Washington Post: Papers Show U.S. Role in Indonesian Purge

From: Per I. Mathisen (Per.Inge.Mathisen@idi.ntnu.no)
Date: 29-07-01


Papers Show U.S. Role in Indonesian Purge

By George Lardner Jr.
Washington Post Staff Writer
Saturday, July 28, 2001; Page A08

U.S. officials are trying to recall an official history of U.S. dealings
with Indonesia that documents some American responsibility for the killing
of thousands of Indonesian communists in the mid-1960s, including a cable
recommending payments to army-backed death squads.

CIA and State Department officials had agreed in May to postpone release
of the recently printed volume, part of State's often embattled "Foreign
Relations of the United States" series. But officials said yesterday it
was inadvertently distributed by the Government Printing Office to
libraries throughout the world.

A GPO spokesman said yesterday that it is now trying to get the books
back, on orders from the State Department's Bureau of Diplomatic Security.
The spokesman, Andy Sherman, acknowledged that it might be difficult to
retrieve the microfiche copies that have been sent abroad. He said an
order not to distribute the book arrived too late.

"They're trying to put the toothpaste back in the tube," said Tom Blanton,
director of the National Security Archive, a nonprofit research group at
George Washington University. His group bought a copy of the 830-page
history Thursday and put it on its Web site, www.nsarchive.org, yesterday.

Blanton accused the CIA of trying to suppress this book, covering
Indonesia, Malaysia and the Philippines from 1964 to 1968, and another,
covering Greece, Turkey and Cyprus in the same period, even though the
documents they contain were declassified two to three years ago.

A CIA spokesman, Mark Mansfield, denied sole responsibility.

"The notion that the CIA has unilaterally blocked the release of these
histories is simply not the case," he said. "We work closely with the
State Department on these matters. All of us are intent on complying with
the law, while at the same time protecting classified information that if
disclosed could be damaging to us."

The documentary history dealing with Greece, Cyprus and Turkey was printed
in February 2000, but is locked up at GPO under the label: "Embargo: This
publication cannot be released." Officials declined to say why.

The volume on Indonesia contains documents indicating that 35 years ago,
U.S. officials supplied the names of thousands of members of the
Indonesian Communist Party, the PKI, to the army in Jakarta, which was
tracking them down and killing them. Estimates of the numbers assassinated
range from 100,000 to a million.

U.S. officials later said they had simply plucked the names of top PKI
leaders and senior cadres from public records, but the history shows the
lists were highly useful to the Indonesian military.

In an Aug. 10, 1966, airgram to Washington, U.S. Ambassador Marshall Green
reported that an embassy-prepared list of top Communist leaders "is
apparently being used by Indonesian security authorities who seem to lack
even the simplest overt information on PKI leadership at the time."

An earlier memo from Green, on Dec. 2, 1965, recommended payment of 50
million rupiahs to a leader of the Kap-Gestapu, an army-inspired but
civilian-staffed group that "is still carrying the burden of current
repressive efforts targeted against PKI, particularly in central Java."

A memo the next day from CIA Far East Division chief William E. Colby
remains classified. "That leaves a strong impression that we did
something," Blanton said.

Fifty million rupiahs at the official exchange rate was worth about $1.1
million, but visiting tourists could buy that much for $6,250. Green's
cable said "our contribution" would be a "comparatively small sum" but
would still help Kap-Gestapu "considerably."

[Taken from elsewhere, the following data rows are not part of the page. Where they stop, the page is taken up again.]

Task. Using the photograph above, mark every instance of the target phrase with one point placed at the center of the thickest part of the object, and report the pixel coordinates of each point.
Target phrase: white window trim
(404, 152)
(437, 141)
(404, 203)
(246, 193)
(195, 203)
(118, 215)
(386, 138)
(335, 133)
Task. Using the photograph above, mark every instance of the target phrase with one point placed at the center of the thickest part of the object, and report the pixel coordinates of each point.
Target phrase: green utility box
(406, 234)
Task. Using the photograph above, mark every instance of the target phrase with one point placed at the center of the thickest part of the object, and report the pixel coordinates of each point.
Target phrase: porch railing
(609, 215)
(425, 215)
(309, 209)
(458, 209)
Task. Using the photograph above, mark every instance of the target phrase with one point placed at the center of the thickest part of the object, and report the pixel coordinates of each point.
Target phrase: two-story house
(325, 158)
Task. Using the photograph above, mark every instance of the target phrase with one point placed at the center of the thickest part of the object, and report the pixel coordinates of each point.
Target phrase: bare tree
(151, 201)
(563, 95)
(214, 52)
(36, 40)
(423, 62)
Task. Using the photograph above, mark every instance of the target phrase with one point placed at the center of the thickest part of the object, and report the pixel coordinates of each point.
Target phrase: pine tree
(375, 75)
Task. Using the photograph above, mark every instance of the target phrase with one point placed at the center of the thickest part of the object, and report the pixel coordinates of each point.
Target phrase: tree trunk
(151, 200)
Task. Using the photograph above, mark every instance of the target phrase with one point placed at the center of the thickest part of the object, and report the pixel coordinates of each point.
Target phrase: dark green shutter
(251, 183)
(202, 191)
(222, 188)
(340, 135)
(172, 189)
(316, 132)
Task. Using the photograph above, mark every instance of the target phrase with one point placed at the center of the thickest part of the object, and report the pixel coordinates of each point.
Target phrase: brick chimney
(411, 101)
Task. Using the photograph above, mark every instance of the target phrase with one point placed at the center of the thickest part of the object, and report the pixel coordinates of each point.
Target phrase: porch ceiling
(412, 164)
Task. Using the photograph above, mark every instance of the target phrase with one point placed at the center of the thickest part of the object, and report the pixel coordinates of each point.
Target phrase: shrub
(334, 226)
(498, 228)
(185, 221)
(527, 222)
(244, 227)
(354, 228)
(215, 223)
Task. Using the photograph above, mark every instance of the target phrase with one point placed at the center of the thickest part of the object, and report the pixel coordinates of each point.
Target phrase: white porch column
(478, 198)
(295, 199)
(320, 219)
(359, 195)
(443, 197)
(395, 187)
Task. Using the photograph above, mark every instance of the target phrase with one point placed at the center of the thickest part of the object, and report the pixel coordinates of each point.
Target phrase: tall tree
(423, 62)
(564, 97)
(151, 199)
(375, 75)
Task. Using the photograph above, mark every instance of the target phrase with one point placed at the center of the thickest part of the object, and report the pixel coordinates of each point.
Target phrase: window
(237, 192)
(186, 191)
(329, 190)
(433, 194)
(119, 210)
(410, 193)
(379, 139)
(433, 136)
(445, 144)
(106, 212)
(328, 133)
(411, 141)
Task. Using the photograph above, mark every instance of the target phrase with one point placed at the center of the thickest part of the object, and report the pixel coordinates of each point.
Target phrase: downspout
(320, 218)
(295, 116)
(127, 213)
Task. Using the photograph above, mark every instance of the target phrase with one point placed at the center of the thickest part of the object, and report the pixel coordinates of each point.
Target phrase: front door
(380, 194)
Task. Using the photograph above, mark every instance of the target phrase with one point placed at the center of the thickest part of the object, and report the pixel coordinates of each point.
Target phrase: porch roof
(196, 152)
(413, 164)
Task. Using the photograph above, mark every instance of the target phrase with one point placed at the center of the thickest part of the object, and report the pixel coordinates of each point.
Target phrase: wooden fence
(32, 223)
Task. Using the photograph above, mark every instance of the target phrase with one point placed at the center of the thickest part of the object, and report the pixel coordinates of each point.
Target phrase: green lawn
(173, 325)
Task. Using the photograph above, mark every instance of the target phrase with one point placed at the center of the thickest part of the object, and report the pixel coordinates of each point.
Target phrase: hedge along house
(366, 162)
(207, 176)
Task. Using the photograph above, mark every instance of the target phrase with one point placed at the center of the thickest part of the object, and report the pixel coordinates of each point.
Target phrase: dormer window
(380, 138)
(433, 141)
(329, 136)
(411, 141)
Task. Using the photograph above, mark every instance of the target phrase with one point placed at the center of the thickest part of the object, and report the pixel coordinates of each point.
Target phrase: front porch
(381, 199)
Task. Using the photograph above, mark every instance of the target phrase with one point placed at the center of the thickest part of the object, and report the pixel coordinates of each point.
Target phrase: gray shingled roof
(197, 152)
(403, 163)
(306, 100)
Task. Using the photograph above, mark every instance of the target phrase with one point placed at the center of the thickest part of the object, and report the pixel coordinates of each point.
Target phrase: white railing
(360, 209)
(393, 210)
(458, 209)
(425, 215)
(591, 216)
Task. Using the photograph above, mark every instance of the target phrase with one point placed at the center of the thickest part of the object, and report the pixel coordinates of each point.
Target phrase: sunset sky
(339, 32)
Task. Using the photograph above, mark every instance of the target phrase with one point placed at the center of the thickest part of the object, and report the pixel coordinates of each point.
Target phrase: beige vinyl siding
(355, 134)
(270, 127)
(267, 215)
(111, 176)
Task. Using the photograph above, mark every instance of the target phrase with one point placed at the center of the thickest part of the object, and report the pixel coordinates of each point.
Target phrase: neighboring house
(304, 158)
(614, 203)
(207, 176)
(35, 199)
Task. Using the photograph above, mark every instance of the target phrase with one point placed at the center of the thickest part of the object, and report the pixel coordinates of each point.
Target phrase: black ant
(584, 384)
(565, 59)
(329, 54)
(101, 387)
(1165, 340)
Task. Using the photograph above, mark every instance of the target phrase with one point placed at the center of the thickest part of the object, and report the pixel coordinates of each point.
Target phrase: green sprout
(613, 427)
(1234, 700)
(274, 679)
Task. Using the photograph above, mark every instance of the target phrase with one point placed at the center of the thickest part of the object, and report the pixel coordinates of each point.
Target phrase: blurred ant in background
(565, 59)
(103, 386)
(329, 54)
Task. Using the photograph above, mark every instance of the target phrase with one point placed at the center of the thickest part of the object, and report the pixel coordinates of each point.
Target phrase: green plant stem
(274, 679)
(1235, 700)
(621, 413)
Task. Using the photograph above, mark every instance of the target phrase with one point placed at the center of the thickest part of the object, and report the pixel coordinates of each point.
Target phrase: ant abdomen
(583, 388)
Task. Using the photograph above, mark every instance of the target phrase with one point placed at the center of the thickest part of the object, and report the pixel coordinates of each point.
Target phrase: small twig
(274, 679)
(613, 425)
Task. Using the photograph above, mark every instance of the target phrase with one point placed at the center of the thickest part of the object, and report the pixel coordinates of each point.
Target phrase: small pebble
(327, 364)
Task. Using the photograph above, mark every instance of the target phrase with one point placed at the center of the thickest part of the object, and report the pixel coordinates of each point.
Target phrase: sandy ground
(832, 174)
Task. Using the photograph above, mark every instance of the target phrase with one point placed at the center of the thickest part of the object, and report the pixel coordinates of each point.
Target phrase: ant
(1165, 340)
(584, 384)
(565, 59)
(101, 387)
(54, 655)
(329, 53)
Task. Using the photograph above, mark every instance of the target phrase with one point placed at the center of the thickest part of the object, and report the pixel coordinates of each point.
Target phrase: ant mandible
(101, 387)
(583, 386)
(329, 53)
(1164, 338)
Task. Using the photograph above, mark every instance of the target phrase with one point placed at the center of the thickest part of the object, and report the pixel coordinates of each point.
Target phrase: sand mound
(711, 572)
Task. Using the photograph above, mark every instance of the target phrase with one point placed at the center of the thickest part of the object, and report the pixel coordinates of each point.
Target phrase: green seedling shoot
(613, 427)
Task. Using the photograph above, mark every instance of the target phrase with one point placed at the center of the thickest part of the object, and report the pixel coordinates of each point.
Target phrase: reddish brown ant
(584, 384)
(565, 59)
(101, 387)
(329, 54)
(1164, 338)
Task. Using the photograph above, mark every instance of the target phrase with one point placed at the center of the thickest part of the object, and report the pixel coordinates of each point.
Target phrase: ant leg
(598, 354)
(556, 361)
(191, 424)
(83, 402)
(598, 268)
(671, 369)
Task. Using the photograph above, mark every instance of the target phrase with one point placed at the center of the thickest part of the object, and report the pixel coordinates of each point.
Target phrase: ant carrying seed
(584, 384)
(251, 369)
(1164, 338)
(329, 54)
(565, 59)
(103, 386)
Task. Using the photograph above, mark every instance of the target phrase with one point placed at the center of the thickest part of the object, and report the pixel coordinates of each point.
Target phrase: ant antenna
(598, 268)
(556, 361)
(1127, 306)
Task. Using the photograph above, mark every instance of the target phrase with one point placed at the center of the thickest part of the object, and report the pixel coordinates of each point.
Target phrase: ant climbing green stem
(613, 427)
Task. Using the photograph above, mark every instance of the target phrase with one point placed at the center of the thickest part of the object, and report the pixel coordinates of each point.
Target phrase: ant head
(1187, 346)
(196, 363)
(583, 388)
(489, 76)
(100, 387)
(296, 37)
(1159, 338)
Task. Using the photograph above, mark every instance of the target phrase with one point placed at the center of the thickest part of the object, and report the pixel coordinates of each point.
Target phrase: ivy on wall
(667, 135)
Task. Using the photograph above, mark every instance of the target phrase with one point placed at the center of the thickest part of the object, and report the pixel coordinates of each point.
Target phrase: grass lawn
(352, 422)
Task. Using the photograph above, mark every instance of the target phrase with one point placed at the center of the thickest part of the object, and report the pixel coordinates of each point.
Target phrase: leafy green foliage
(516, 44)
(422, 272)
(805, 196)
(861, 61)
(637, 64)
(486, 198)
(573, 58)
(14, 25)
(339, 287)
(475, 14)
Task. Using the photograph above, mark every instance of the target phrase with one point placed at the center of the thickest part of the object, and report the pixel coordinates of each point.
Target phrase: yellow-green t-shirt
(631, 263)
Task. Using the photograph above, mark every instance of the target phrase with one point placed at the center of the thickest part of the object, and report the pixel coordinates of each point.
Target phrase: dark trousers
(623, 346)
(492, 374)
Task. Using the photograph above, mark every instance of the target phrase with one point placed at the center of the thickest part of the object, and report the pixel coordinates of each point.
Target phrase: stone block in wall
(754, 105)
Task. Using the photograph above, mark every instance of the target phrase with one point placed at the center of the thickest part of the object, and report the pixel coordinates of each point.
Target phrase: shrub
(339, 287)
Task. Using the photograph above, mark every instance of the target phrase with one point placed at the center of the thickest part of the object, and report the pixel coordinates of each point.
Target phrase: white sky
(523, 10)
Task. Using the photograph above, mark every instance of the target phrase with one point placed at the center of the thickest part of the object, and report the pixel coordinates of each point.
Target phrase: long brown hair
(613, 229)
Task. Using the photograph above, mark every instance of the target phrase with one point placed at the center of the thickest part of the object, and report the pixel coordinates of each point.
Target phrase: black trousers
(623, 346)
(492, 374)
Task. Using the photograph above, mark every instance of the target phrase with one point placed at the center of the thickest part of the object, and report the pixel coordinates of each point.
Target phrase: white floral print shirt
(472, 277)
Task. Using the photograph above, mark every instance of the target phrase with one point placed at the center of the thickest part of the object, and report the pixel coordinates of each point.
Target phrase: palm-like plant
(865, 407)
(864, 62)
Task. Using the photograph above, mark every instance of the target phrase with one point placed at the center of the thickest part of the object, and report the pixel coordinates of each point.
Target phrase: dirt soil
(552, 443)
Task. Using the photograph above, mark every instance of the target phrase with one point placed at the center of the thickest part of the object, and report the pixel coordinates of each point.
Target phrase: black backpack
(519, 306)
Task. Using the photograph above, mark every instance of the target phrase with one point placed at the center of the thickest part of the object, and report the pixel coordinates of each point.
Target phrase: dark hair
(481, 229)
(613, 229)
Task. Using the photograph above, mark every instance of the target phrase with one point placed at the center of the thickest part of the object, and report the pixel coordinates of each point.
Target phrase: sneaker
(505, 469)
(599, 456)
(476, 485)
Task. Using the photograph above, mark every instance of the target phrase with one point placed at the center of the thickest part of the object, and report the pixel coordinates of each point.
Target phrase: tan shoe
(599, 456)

A U.S. official who asked not to be named said the recent political
turmoil in Indonesia prompted an interagency panel in May to postpone
release of the volume. The United States was at odds 35 years ago with the
Communist-backed Indonesian strongman Sukarno. This week, his daughter,
Megawati Sukarnoputri, was installed as president.

The attempt to block the Indonesian history is only the latest battle
between State Department historians, on one hand, and the CIA and
secrecy-minded State Department officials, on the other, over what should
be printed in the "Foreign Relations of the United States."

The prestigious series, which began in 1861, says in the preface to each
volume that it includes, "subject to necessary security considerations,
all documents needed to give a comprehensive record of the major foreign
policy decisions of the United States."

The last major controversy over the program arose in 1990 with publication
of a history on Iran that made no mention of the widely known CIA-backed
coup in 1953 that restored the shah to his Peacock Throne. Congress
responded the next year with a law explicitly requiring that each volume
be "a thorough, accurate, and reliable documentary record." That appears
to have shifted much of the wrangling from what the histories say to when
they can be released.

Staff researcher Meg Smith contributed to this report.